Incomplete Dominance One allele is not completely dominant over another. The heterozygous phenotype is a blending of the two homozygous phenotypes. Example: four o’clock flowers rr=red ww=white rw=pink (blending of the two alleles)
Codominance Two alleles are both expressed as a dominant phenotype Coat color in cows RR: Red WW: White RW: Roan, white with red spots (NOT pink!)
Review Males have an X and a Y chromosome Females have two X chromosomes These chromosomes determine sex, so genes located on these chromosomes are known as sex-linked genes.

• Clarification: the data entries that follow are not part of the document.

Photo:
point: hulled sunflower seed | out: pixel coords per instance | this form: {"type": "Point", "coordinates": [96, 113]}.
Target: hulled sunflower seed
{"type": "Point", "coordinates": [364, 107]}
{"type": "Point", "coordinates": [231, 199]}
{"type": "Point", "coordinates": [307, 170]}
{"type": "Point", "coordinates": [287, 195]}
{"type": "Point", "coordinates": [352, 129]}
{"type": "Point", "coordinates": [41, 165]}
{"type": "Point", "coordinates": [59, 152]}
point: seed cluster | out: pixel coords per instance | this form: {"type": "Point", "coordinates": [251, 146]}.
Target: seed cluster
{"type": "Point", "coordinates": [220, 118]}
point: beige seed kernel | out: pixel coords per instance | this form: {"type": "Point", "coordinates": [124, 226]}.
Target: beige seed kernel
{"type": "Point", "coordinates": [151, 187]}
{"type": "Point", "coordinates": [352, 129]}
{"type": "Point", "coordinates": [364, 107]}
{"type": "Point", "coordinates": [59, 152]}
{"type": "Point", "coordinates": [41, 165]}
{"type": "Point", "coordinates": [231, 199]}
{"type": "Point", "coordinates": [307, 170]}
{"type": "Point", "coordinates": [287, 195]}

The X chromosome is much larger than the Y, so it carries more genes than the Y chromosome. Disorders that are sex-linked are much more common in males, because they would only need 1 recessive allele to have the trait; rather than the two recessive alleles the females need.
Hemophilia Recessive trait Disorder where individuals are missing the normal blood clotting protein. Uncontrolled bleeds from minor cuts or bruises. Female hemophiliac: X h X h Female carrier: X h X Normal: XX Male hemophiliac: X h Y Normal: XY
Colorblindness Recessive Inability to see certain colors
Duchenne Muscular Dystrophy Recessive Progressive weakening and loss of skeletal muscle. Defective version of gene that codes for muscle protein
EXAMPLES!! A woman who is heterozygous for normal vision marries a man who is colorblind. What are the chances of them having a son or daughter who is colorblind? **NOTE: You have to use X’s and Y’s, and read the punnett square separately for boys and girls!**
A woman who is homozygous for normal blood clotting marries a man who has hemophilia. What are the chances of them having a son or daughter with hemophilia?

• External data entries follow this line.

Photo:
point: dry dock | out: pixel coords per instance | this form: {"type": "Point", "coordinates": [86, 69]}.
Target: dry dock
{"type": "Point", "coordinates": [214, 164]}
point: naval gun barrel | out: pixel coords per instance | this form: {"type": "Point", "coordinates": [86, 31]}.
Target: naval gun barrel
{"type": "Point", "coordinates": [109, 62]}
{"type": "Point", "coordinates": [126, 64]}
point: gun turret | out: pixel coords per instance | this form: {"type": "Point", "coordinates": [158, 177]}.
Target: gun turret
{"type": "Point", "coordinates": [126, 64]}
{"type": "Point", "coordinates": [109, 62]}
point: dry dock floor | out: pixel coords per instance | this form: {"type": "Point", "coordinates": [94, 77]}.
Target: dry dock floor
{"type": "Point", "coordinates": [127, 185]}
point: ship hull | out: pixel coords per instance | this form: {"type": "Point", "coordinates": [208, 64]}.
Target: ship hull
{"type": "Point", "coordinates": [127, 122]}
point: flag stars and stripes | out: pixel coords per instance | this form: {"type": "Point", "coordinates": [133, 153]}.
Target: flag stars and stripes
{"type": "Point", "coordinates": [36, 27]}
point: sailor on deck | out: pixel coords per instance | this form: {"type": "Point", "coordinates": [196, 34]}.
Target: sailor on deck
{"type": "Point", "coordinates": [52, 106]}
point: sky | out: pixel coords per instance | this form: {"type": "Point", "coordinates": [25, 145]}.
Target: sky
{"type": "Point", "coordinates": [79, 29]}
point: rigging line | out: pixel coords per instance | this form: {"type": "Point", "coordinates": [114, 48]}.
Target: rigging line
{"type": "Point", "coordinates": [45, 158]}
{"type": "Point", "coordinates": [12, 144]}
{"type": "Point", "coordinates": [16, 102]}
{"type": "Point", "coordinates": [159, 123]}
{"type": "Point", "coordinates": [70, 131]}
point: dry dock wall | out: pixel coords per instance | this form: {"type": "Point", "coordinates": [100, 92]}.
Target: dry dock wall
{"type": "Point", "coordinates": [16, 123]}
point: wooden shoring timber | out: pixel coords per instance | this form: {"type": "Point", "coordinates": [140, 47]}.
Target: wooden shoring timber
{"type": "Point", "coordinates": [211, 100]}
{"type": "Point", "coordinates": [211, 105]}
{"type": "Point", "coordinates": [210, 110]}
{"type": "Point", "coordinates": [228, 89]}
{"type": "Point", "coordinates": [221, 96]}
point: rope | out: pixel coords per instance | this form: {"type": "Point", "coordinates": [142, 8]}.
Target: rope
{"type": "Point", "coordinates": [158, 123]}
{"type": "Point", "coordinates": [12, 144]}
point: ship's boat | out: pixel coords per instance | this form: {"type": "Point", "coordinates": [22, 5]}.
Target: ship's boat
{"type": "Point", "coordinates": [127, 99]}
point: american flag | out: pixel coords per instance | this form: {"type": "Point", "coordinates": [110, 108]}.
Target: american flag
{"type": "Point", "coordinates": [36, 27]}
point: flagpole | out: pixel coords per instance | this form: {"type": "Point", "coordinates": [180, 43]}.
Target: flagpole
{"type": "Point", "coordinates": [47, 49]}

-A pedigree is a chart for tracing genes in a family. - When more than one individual in a family is afflicted with a disease, it suggests that the disease might be inherited. Pedigrees
Introduction to Pedigree Symbols -Males are represented by squares. -Females are represented by circles. -Filled symbols show individuals who exhibit the trait in question. -A horizontal line between two symbols represents a mating. -A vertical line descends from parents to a horizontal line shared by all their offspring. -A diagonal line through a symbol indicates that person is deceased. -Roman numerals (I, II, III,…) represent generations. -Arabic numerals (1, 2, 3,…) represent the birth order of siblings. -Specific combinations of numerals (like II-3) uniquely identify each individual in the pedigree.
Phenotypes are used to infer genotypes on a pedigree. Autosomal genes show different patterns on a pedigree than sex-linked genes.

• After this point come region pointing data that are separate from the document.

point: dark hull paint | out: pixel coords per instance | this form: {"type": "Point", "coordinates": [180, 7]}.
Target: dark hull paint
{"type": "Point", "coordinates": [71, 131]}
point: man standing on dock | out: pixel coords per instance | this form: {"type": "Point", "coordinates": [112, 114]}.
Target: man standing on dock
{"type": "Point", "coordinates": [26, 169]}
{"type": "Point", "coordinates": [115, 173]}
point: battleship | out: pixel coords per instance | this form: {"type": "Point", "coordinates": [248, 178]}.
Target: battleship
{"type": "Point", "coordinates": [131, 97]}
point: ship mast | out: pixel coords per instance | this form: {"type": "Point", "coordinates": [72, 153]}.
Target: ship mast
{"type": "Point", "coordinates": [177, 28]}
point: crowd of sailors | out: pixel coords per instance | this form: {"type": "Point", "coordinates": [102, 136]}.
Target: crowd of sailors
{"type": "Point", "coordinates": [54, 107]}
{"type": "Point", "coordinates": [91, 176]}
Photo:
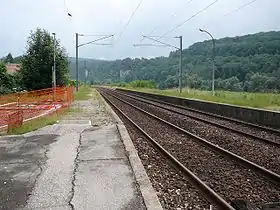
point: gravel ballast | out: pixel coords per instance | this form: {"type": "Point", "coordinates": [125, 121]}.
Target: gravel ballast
{"type": "Point", "coordinates": [227, 178]}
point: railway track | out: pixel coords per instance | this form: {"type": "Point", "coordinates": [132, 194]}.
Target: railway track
{"type": "Point", "coordinates": [201, 160]}
{"type": "Point", "coordinates": [261, 152]}
{"type": "Point", "coordinates": [261, 133]}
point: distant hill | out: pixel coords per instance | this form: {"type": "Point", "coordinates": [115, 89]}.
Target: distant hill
{"type": "Point", "coordinates": [250, 63]}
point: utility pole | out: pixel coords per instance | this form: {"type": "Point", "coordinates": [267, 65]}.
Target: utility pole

If the phenotype is more common in males, the gene is likely sex-linked.
THE STEPS WHEN INTERPRETING A PEDIGREE CHART -Determine if the pedigree chart shows an autosomal or X- linked disease. -If most of the males in the pedigree are affected, then the disorder is X-linked -If it is a 50/50 ratio between men and women the disorder is autosomal.
-Determine whether the disorder is dominant or recessive. -If the disorder is dominant, one of the parents must have the disorder. -If the disorder is recessive, neither parent has to have the disorder because they can be heterozygous.